“Where they are” is the only place I can meet someone. They aren’t anywhere else. If I need people to be anywhere other than where they are in order to meet them, I am the one making the meeting impossible.
The ground on which someone stands is their foundation. Their safety. The familiar terrain they‘ve learned to navigate in order to survive. When I tell them they can’t have that ground, it’s like I’m pushing them toward a cliff’s edge beyond which they see nothing to hold them up. The reasonable response to being pushed toward a cliff is to desperately hold one’s ground. The harder the push, the more desperate the resistance.
I may be convinced that I’m bringing them to safe ground, but until they come to understand the safety of my new ground FROM THE PERSPECTIVE OF THEIR CURRENT GROUND, they will never willingly move, and never willingly stay if forced to move, and, if forced to stay, will never be able to rest their heart. Because they do not see the ground as safe.
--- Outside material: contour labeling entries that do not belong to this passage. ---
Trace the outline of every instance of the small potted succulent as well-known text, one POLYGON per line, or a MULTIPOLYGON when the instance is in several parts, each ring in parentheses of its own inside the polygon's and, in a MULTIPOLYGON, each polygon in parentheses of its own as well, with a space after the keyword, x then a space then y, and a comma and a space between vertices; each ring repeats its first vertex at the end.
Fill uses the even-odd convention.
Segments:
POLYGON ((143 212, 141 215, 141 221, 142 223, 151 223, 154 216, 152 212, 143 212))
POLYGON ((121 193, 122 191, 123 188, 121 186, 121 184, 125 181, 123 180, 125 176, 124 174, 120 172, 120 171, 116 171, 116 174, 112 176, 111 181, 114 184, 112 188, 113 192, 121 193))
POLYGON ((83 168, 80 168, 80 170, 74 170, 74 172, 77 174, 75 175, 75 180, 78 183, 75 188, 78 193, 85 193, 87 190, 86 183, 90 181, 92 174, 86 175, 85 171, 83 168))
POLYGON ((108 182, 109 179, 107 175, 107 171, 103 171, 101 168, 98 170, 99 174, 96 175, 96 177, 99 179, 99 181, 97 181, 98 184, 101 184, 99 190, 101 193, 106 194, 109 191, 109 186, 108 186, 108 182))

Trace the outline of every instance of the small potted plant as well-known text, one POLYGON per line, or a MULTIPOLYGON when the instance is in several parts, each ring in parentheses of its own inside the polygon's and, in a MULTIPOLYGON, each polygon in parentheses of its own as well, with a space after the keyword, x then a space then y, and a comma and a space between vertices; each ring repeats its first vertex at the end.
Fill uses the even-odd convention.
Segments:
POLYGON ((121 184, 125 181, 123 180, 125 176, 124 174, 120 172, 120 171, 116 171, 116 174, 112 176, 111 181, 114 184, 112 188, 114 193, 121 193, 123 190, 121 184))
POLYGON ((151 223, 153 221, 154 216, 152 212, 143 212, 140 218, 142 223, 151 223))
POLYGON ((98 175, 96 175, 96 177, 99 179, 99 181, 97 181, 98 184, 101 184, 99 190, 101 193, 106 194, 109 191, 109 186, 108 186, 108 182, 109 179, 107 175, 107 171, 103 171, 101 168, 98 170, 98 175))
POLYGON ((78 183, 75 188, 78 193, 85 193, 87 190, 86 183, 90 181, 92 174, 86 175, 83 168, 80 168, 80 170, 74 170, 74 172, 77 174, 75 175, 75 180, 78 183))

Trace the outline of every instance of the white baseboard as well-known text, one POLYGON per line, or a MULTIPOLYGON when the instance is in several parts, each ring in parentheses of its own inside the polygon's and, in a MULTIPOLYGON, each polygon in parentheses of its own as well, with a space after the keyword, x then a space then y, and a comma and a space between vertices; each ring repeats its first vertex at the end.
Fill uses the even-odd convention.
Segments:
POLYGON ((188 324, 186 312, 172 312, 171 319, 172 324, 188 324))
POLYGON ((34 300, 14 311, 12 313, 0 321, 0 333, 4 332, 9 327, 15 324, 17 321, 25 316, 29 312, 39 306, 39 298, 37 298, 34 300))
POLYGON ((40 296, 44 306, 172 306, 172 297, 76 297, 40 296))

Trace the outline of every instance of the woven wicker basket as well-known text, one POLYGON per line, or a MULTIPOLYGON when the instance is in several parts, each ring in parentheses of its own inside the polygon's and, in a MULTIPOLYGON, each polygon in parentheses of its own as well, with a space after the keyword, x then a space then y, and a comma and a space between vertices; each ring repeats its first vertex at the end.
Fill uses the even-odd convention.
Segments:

For this reason, when I demand that someone hold different views than they do, I am serving to harden their views.
If I want to bring someone into the joy and safety of the ground I walk on, I first have to establish COMMON GROUND. And there is only one way I can ensure that, which is to move onto THEIR ground (without abandoning my own) and stand there with them without threatening to destroy it.
Only when we’re walking together on the ground they understand as safe and firm, only when they can trust that they can lean on me and know that I will not abandon them when they stumble, will I be able to invite them onto new ground and expect them to follow.
If I expect a change before that, I’m dreaming.
When I am not afraid of losing my footing, common ground is entirely available to me. I can just meet people where they are and walk with them.
And when I’ve earned the right, I can show them the safe new ground I see.
And who knows? If I’m open and honest, I may even discover that they have some safe new ground to show me too.